The hat - I wear it.


You guys like the Little Tight burger at hardees, big anuff to to get attention but not heffy anuff to pack a punch. We on the other hand are like the Big Mac, we have been around and still have it our way!

You guys are like the Chris tucker to our jackie chan, yea you get a few laughes but we will still kick that ass!

You guys are like the candles on a cake, yall real hot for a quick minute but sooner or later you get blown out and tossed to the side. We however are the cake, and everyone wants the first piece but we good to the last bite!



Tusken is the cafeteria lunchlady hairnet that has been worn and discarded along with the other trash.
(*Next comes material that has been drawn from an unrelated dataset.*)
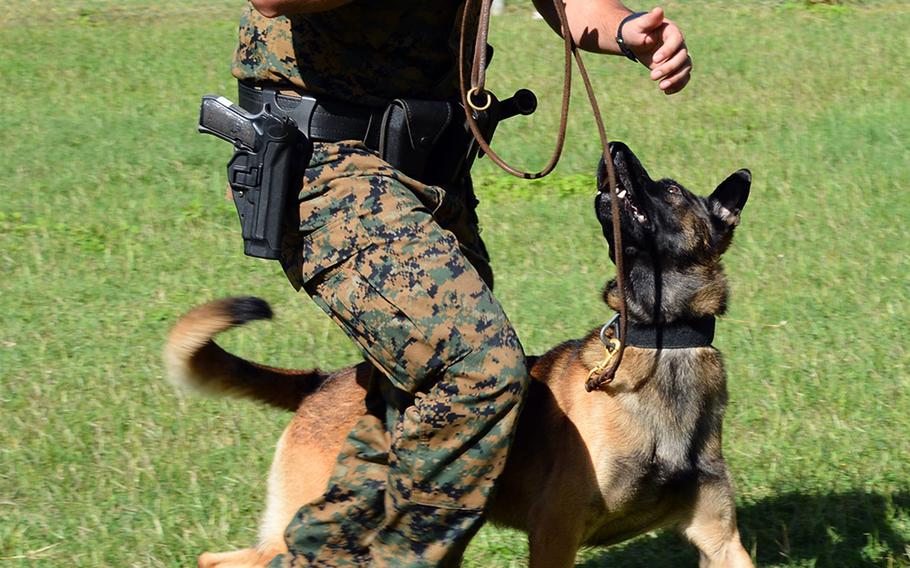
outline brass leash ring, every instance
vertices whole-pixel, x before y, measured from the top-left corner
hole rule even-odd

MaRAWK!!o is (And I offer you a choice here):

A) The beer Helmet. Two beers go up top on the helmet, tube goes in your mouth. You'll recognize it when you see it because our teams play the games wearing it. Yes, we drink while we stomp you. It's always nice to celebrate a touchdown with a cold beer or two in the endzone. We get free refills at the open bar we also run during the games....

Q) - The sombrero. I know, you are thinkg "What's so great about the sombrero?". But wait. This is not any sombrero, it is the famous NACHO SOMBRERO! Let me paint a delicious picture for you that you can eat. The sombrero is made of - you guessed it - nacho. Or nachos. I'm not sure if that is plural or not. I'll have to check. The brim is filled with salsa, but not any kind of salsa. This is the best salsa ever. It's made with the best ingredients on earth - tomatoes, onions, cilantro, unicorn tears, leprechauns, left-handed midgets - nothing but top shelf stuff here. And then the very top - scorching hot queso from the center of the earth. And it never cools off or forms that truly revolting "cheese skin" on top either. That stuff is just nasty, y'all. The tassles on the fringe of the sombrero and jalapenos. We actually use these during the games to jab into your eyes and cause serious pain to you. Yes, we cheat. Does that really surprise you?

The hat - I wear it - and it is thirst-quenching and/or delicious!